## Decision Tree

### Introduction

- It is a supervised learning algorithm.
- It is used for classification and regression tasks.
- It works by recursively partitioning the dataset into subsets based on feature values.
- It aims to produce the most homogeneous target groups.

### Key Concepts

#### Structure

- **Root Node** - Represents the entire dataset; the first split point.
- **Decision Node** - Internal node where the dataset is split based on a condition.
- **Leaf Node/Terminal Node** - Represents the output prediction.
- **Branches** - Paths connecting nodes based on feature conditions.

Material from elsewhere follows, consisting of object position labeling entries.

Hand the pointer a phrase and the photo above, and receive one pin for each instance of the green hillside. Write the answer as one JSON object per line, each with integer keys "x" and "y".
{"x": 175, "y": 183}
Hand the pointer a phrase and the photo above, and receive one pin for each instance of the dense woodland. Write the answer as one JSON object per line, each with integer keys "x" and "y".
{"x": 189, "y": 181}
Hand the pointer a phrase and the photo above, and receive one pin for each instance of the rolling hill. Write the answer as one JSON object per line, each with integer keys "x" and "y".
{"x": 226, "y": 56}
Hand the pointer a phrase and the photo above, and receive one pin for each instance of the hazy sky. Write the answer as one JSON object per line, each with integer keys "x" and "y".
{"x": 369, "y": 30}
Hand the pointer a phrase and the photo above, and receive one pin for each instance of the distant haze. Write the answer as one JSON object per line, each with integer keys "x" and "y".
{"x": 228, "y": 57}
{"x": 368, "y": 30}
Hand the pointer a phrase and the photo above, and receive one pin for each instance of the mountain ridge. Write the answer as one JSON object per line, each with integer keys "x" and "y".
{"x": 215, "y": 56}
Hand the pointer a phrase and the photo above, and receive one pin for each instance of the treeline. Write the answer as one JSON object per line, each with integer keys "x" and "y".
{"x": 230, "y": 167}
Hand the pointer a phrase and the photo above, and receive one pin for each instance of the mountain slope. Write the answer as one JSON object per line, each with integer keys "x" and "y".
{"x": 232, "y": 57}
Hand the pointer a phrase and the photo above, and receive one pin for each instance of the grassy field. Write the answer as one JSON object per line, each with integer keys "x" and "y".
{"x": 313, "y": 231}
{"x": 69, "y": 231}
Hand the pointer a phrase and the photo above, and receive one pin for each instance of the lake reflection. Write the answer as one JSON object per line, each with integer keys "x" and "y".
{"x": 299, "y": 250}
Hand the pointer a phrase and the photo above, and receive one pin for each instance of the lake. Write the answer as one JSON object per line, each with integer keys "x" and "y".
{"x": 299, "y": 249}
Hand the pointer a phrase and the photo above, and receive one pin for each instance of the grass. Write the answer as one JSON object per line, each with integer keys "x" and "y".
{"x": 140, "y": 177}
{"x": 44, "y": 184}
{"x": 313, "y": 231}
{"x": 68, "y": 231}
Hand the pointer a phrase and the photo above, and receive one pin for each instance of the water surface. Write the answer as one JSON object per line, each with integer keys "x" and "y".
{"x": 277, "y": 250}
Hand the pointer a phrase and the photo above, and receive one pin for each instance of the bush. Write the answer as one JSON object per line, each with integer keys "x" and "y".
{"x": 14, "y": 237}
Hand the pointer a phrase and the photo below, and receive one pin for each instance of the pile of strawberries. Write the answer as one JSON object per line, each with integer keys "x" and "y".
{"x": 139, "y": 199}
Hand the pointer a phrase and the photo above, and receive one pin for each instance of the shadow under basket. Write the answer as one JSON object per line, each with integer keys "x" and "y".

#### Features of Decision Trees

- **Non-parametric** – Decision trees do not assume the data follows a specific probability distribution (like normal distribution).
- **White-box model** – A decision tree’s logic is interpretable; you can trace exactly why a prediction was made.
- Works with **numerical and categorical features**.
- Handles **non-linear relationships** naturally.

### Splitting Criteria

For classification:
- **Gini Impurity**  
  - It is a measure of impurity or randomness used in decision tree algorithms.
  - The Gini impurity for a node *t* is given by:  

    $$
    Gini(t) = 1 - \sum_{i=1}^{C} p_i^2
    $$

    Where:
    - $t$ = The node (or split) being evaluated  
    - $C$ = Total number of classes  
    - $p_i$ = Proportion of class $i$ in node $t$
  - *Interpretation*:
    - Closer to 0: Node is pure --> good for decision-making.
    - Closer to max value (0.5 for binary, 0.67 for 3 classes, etc): Node is highly mixed --> bad for classification.

- **Entropy (Information Gain)**
  - Entropy measures the impurity or disorder in a dataset.
  
  - A perfectly pure node (all samples belong to one class) has an entropy of 0, while a highly mixed node has higher entropy.
  - Information Gain quantifies the reduction in entropy achieved after splitting the data based on a particular feature.
  - In decision trees, the split with the highest Information Gain is chosen to create the most homogeneous child nodes.

    $$
    Entropy(t) = - \sum_{i=1}^{C} p_i \log_{2} p_i
    $$

    $$
    InformationGain = Entropy_{parent} - \sum_{k} \frac{N_k}{N} \, Entropy_{child_k}
    $$

    Where:  
    - $Entropy_{parent}$ = Entropy before the split  
    - $Entropy_{child_k}$ = Entropy of child node $k$  
    - $N_k$ = Number of samples in child node $k$  
    - $N$ = Total number of samples in the parent node

For **Regression**:

- **Variance Reduction**  
  - Measures how much variance decreases after a split.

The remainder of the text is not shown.